Навстречу нам с кресла с завитушками поднялась стройная женщина лет шестидесяти пяти, в прямом голубом платье, очень модном двадцать пять лет назад.

— Мисс Халкомб! Мистер Хартрайт! — сказала она, протягивая к нам руки. — Вы принесли с собой солнце!

Голос у нее был нежный и мелодичный, без следа привнесенной возрастом резкости, и по нему можно было подумать, что он принадлежит женщине лет на тридцать моложе. Она посмотрела в окно, всплеснула руками почти молитвенным жестом, а потом одним движением, изящным, как у танцовщицы, взяла за руки Уолтера и меня, так что теперь мы стояли цепочкой, как будто собирались сыграть в «веночек».

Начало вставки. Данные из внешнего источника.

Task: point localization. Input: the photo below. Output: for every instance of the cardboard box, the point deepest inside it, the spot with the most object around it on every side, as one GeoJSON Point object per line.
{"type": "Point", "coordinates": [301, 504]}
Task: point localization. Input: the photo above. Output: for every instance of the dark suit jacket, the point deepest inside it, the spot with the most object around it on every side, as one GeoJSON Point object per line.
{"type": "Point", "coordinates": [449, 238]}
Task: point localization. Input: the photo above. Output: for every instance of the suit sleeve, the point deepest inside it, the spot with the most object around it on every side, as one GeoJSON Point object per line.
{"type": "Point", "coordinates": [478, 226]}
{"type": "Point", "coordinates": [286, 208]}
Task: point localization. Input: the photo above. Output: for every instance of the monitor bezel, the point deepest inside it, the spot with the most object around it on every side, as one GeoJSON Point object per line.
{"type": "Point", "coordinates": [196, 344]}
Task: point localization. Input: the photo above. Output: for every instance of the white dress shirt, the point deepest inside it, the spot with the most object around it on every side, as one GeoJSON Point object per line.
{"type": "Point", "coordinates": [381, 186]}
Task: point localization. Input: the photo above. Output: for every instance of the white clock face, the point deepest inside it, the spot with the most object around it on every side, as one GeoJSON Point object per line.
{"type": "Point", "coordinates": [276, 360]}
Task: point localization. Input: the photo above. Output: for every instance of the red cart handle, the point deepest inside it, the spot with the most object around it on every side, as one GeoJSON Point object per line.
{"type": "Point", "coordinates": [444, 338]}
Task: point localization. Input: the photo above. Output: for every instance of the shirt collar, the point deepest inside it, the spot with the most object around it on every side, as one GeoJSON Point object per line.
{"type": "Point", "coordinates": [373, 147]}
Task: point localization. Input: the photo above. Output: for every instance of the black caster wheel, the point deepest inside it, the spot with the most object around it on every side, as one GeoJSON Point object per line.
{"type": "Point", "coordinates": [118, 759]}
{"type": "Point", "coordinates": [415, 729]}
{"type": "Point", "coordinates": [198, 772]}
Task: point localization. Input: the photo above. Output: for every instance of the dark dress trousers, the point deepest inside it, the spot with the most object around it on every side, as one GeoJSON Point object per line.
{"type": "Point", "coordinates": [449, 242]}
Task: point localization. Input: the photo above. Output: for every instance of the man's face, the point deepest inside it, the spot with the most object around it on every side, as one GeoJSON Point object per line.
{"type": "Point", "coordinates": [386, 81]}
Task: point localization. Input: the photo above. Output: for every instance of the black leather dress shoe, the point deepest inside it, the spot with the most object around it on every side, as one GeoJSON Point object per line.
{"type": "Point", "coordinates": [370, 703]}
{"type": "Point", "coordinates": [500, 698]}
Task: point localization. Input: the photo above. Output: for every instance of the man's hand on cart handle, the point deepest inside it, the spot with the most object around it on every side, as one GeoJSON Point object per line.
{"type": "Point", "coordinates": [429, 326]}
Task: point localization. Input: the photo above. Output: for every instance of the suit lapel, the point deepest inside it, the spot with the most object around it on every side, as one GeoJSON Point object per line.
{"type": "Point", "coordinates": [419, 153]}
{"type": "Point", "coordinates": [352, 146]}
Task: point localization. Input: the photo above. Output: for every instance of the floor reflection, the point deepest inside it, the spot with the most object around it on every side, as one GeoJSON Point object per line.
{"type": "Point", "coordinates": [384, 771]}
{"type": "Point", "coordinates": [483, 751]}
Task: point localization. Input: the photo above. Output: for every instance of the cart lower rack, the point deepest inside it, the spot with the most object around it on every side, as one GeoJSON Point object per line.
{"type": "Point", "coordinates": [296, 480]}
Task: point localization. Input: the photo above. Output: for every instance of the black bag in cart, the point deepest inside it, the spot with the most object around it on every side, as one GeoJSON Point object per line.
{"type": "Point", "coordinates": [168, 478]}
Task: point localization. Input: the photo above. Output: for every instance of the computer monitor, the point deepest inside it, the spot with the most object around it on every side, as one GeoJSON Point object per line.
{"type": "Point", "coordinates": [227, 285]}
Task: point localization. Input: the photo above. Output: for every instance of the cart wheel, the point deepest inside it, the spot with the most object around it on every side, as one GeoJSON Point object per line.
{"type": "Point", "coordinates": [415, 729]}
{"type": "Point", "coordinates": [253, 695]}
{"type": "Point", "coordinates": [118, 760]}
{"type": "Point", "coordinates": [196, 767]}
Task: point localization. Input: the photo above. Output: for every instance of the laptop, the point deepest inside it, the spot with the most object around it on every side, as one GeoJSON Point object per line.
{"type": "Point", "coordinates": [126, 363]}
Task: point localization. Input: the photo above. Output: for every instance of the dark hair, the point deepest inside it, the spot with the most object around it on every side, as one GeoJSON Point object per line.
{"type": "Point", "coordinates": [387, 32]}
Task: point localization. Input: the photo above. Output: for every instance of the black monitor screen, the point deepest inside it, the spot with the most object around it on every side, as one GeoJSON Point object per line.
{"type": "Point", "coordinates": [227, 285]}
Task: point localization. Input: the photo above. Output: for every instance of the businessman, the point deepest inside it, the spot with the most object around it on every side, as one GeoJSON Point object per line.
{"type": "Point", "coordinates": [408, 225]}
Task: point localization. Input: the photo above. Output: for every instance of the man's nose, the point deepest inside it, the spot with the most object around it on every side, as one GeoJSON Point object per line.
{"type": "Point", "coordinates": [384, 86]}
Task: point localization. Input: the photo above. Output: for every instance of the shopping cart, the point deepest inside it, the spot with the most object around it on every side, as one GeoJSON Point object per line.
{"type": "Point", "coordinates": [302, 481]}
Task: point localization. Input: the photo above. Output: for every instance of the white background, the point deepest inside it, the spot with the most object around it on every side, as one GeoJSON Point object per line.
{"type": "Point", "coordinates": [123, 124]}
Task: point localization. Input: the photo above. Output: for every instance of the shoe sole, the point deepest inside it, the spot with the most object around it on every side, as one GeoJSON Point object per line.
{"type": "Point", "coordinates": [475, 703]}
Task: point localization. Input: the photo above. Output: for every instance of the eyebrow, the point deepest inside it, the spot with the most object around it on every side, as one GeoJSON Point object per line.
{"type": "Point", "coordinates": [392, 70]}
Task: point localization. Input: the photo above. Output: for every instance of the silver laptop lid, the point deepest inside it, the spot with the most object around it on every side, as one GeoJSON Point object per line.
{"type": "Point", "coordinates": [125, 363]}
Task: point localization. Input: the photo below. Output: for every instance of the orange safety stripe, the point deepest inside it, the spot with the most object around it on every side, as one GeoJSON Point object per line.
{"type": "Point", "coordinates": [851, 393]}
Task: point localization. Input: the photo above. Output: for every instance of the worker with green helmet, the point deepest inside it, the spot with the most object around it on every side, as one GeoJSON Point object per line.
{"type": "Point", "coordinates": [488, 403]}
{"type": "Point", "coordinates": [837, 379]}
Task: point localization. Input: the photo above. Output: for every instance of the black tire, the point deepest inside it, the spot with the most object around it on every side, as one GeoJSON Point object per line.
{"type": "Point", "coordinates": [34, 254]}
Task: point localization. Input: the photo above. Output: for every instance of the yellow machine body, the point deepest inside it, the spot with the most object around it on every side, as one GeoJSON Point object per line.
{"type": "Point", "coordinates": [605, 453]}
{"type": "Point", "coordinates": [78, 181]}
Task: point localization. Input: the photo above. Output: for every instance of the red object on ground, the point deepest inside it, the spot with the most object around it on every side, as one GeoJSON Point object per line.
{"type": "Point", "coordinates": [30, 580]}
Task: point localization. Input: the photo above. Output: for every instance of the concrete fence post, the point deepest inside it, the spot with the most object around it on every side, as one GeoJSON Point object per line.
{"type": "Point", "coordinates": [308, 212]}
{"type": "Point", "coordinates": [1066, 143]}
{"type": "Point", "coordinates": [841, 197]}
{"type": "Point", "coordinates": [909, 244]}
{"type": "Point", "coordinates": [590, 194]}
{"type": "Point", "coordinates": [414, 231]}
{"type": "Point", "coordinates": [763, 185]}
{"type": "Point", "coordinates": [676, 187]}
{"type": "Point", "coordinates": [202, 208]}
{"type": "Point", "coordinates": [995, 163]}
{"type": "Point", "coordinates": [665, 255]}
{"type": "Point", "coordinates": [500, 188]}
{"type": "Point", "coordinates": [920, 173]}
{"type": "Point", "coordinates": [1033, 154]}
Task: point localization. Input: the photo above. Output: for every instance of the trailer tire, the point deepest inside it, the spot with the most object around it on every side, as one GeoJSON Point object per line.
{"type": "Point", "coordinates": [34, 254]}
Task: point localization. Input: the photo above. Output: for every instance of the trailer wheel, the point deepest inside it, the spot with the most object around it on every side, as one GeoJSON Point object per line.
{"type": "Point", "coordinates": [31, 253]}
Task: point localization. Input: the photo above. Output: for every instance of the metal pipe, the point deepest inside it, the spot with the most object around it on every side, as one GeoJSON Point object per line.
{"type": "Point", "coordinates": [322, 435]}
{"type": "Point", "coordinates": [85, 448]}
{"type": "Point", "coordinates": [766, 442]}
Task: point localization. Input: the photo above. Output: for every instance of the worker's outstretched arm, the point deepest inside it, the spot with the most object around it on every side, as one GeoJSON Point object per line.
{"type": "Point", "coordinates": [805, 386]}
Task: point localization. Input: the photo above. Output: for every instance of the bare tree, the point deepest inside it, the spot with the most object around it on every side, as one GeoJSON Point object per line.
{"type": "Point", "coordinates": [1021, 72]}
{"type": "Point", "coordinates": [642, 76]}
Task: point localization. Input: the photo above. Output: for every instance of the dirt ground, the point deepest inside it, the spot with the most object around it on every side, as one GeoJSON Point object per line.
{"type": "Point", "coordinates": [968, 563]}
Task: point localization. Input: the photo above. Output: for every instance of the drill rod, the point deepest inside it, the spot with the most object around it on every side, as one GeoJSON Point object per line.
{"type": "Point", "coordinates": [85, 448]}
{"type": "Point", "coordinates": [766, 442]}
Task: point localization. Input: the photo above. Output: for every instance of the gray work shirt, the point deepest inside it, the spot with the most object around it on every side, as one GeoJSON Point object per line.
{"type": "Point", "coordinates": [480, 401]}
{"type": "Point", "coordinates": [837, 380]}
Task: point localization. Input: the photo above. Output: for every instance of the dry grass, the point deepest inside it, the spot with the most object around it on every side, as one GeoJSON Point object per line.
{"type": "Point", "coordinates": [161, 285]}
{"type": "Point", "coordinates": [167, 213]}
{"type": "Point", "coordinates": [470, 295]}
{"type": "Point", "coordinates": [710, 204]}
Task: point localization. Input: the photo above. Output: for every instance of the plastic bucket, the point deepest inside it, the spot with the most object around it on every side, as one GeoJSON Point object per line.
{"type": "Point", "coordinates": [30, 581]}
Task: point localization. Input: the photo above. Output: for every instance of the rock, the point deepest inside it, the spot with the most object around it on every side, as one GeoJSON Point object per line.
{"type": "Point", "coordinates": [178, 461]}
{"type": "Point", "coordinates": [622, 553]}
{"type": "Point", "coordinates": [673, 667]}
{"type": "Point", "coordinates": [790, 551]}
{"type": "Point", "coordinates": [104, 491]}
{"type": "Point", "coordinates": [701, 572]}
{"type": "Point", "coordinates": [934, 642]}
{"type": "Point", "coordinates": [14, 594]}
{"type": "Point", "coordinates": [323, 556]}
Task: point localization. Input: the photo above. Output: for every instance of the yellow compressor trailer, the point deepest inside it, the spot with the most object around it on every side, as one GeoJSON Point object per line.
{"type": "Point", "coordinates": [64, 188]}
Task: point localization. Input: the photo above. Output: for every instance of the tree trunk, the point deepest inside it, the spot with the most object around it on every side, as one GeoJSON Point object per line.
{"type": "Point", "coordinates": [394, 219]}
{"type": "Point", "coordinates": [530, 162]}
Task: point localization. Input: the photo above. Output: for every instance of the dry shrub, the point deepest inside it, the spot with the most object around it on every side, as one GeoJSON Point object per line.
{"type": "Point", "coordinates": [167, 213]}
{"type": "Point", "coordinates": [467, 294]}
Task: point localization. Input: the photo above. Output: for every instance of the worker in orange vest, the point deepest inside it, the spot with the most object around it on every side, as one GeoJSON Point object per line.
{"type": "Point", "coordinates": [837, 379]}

— Если мы задержимся из-за церемоний, — сказала она, — потеряем день. Может, прямо сейчас рискнем отправиться в путь?

— Да, — сказали мы с Уолтером хором, не колеблясь ни секунды.

Она покраснела и кивнула с явным удовольствием.

— Признаюсь, я совсем не отчаялась, когда увидела туман, — сказала она, направляясь к двери, — но мой бедный муж сразу решил, что ничего не выйдет. Он будет рад услышать, что все исправилось.

Она помедлила и добавила, будто только сейчас вспомнила:

— Надеюсь, вы не будете возражать против того, чтобы сесть на весла, мистер Хартрайт? Для нашего слуги места не останется.

— Да, я вовсе не против.

— Отлично. — Слегка ссутулив плечи, она возбужденно потерла руки, радостно воскликнула: «О!» — и скрылась в вестибюле.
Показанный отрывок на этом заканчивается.